There is essentially an existing kexec race, where vmxoff happens when SEAMCALLs
could still happen. It goes back to the first TDX kexec support (i.e. not
introduced by vmxon refactor). VMX KVM has some spurious logic to handle
something similar for normal VMs, but TDX doesn't.

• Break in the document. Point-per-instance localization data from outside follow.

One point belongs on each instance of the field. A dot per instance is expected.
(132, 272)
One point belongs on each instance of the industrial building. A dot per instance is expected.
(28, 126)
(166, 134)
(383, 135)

I don't see why this TDH.MNG.VPFLUSHDONE case is special. If the TDX module is
shutdown and the old kernel is going away, how is anything leaked other than the
normal type of leakage that happens during kexec? So I think maybe this is just
the known vmxoff seamcall race, with the specific case observed generating a
message about leaking.

Also, not sure how handling VP.ENTER would prevent the VPFLUSHDONE call from
meeting an error and emitting the same message. If the TDX module is shutdown...

>
> Requiring KVM to check a global on every entry is pretty ugly, especially
> since this is for a very rare scenario (in terms of number of entries). And
> forcing KVM to do a CALL+RET to check an almost-never-set flag is especially
> ugly.
>
> Why not handle this entirely in tdx_shutdown_cpu()? E.g. have the last CPU
> through disable TDX, and hld all the CPUs hostage until that's done. It's not
> the prettiest thing in the world, but it's entirely self-contained.
>
> static void tdx_shutdown_cpu(void *__nr_cpus_remaining)
> {
> atomic_t *nr_cpus_remaining = __nr_cpus_remaining;
>
> if (!atomic_add_unless(nr_cpus_remaining, -1, 1)) {
> tdx_sys_disable();
> atomic_set(nr_cpus_remaining, 0);
> }
>
> x86_virt_put_ref(X86_FEATURE_VMX);
>
> while (!atomic_read(nr_cpus_remaining))
> cpu_relax();
> }
>
> static void tdx_shutdown(void *ign)
> {
> atomic_t nr_cpus_remaining = ATOMIC_INIT(num_online_cpus());
>
> on_each_cpu(tdx_shutdown_cpu, &nr_cpus_remaining, 1);
> }

After vmxoff happens, the SEAMCALLs will just meet other errors. The wrappers
will morph the vmxoff condition into a SW error that much of the TDX code can't
handle either. So it doesn't help the problem I'm afraid.

It would be my preference to fix the existing issue separately than this series.
This series makes kexec way more functional for TDX, and the worst case AFAICT
is a splat in an otherwise successful kexec. So a non-critical and existing
problem.

Kai and I were previously kicking around some ideas about the general case
problem. It somehow missed our cleanup list, but I just added it.